Клаудия хотела заткнуть уши, чтобы не слышать всех этих жестоких слов. Она хотела, чтобы никакого Мака в ее жизни не было. Она хотела, чтобы Мак обнял ее и пообещал, что никому не позволит причинить ей вред. Словом, она вдруг в одно и то же время захотела вещей, взаимно исключающих друг друга. Пальцы ее стиснули колено, но голосом она себя не выдала.

– Нет, я не смогу принять предложенного вами вида охраны.

– Послушайте, во сколько вы оцениваете свою жизнь? Такое ощущение, что вы цените ее дешевле платья, сшитого у дорогого портного. Или дешевле одного из ювелирных украшений, унаследованных вами от матери. – Он гневно взглянул на нее. – Ведь все эти штуки вы наверняка храните так, чтобы обеспечить их неприкосновенность. А когда речь заходит о вашей собственной безопасности…

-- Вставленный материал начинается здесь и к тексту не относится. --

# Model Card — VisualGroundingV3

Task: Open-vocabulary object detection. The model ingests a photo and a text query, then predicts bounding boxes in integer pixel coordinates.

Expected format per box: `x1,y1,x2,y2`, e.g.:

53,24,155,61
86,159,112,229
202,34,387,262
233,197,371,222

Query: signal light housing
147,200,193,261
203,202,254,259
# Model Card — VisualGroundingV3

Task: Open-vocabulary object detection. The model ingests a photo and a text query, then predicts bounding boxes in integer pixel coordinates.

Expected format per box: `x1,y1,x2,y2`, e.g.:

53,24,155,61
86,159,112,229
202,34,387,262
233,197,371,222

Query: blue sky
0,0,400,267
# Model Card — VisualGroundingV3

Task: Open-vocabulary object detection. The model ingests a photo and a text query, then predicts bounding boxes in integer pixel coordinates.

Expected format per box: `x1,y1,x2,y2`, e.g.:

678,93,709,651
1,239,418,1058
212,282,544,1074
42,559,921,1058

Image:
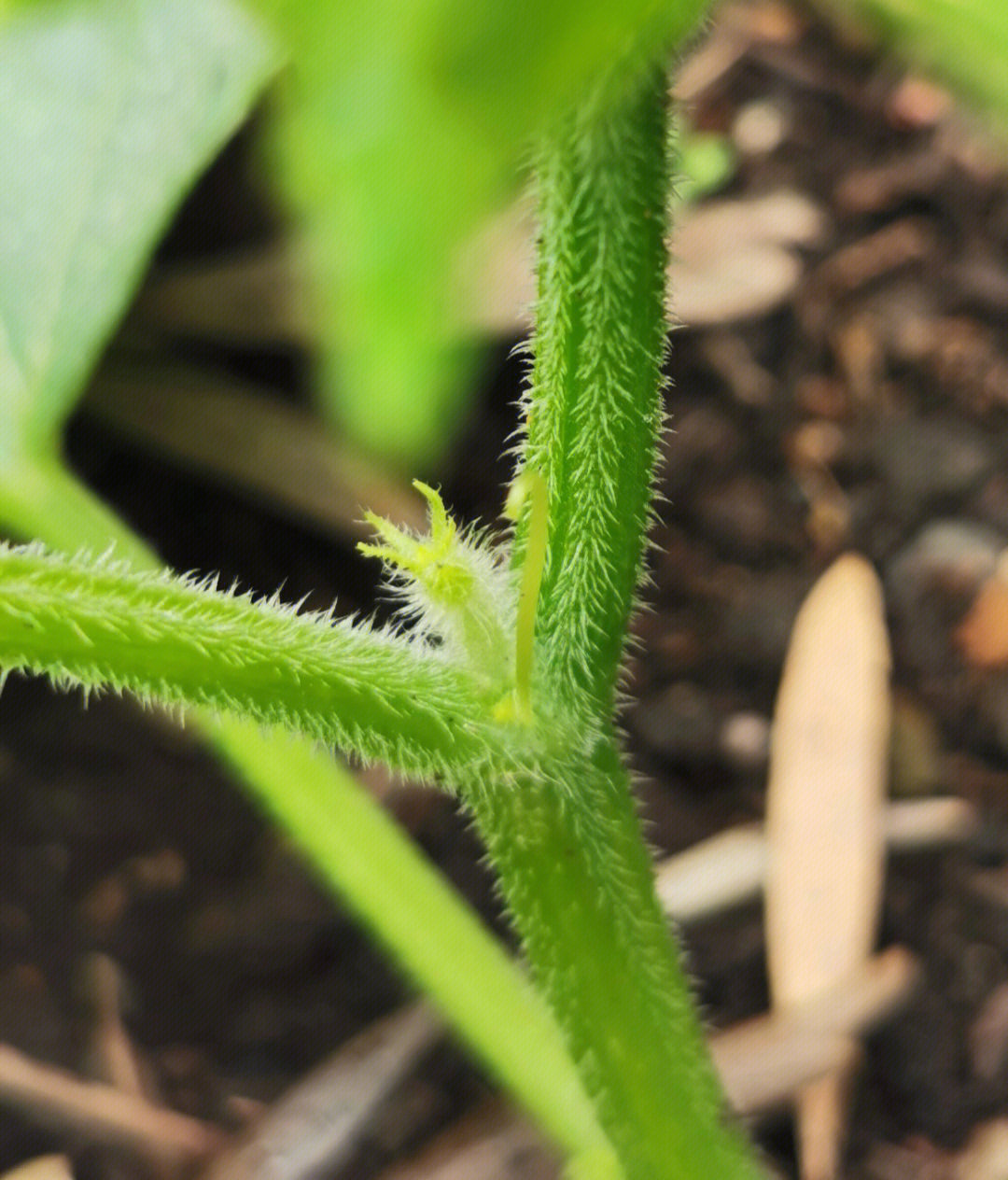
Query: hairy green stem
472,742,760,1180
0,546,510,779
496,70,759,1180
516,68,669,721
0,459,617,1160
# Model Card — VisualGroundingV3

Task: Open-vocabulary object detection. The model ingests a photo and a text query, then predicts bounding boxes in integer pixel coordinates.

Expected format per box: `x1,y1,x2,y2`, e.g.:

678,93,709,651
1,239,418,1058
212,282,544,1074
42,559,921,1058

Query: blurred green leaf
0,0,277,469
820,0,1008,128
247,0,705,466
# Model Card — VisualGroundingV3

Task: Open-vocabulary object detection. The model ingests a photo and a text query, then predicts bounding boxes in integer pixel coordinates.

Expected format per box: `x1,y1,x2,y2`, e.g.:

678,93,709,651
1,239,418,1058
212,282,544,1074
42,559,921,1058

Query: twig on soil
656,797,978,922
710,947,919,1114
0,1046,226,1170
202,1004,444,1180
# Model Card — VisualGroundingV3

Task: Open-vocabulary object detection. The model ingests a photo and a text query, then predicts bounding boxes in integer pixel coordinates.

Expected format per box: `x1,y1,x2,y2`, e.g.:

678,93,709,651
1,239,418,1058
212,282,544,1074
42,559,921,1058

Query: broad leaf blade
256,0,705,468
0,0,276,464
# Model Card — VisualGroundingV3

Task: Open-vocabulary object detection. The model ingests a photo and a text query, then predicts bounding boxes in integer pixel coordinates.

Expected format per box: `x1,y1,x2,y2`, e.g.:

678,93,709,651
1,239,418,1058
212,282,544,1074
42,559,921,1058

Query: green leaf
250,0,705,470
0,0,277,459
820,0,1008,135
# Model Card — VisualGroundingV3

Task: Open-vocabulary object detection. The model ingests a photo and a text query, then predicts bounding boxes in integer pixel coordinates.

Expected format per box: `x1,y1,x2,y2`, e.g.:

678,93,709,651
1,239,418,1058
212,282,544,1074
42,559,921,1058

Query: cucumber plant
0,0,774,1180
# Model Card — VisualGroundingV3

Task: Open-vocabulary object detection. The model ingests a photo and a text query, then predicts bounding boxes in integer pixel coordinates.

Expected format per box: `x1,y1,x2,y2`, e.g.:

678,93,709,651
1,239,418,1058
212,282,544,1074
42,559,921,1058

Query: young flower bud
357,479,517,693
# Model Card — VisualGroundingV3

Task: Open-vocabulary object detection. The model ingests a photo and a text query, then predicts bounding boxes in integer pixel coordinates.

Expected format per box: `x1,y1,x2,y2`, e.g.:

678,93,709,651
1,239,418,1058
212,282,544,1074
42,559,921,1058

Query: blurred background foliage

Она неожиданно рассмеялась, но когда он вопросительно посмотрел на нее, то причин своего веселья объяснять не стала, а упрямо принялась вновь и вновь твердить, что никакой опасности нет.

– Можно подумать, что речь идет о жизни и смерти. Я не отрицаю, что вчера вечером была немного напугана. Но кто-то, кто знает меня, мог рассчитывать, что, отправляясь в Брумхилл к Физз и Люку, я ненадолго заеду домой и что мой отец в отъезде. Однако этот кто-то не захотел воспользоваться тем, что я буду в пустом доме, где мне скорее, чем в любом другом месте, можно причинить вред. Все это говорит о том, что ничего тут нет, кроме желания запугать меня, заставить дрожать и трястись. Так что все эти угрозы – полная чепуха, их никто не собирается исполнять. А вот гнать меня, заставить меня бежать… – Пальцы ее сжались в тугие кулачки. – Нет, я не доставлю им такой радости, надо лишь попытаться проявить твердость.

– И у вас хватит на это сил? – В это время автомобильный затор начал рассасываться, и Мак все свое внимание направил на дорогу. – Вы осилите это? – Он мельком взглянул на нее. – Может, вы и правы, но если вы настаиваете на том, чтобы жить обычной жизнью, будто ничего не случилось, это, вероятно, именно та реакция, которой он от вас добивался.

– Он?

– Он. Или вы все еще пытаетесь убедить меня, что Адель способна на такие вещи?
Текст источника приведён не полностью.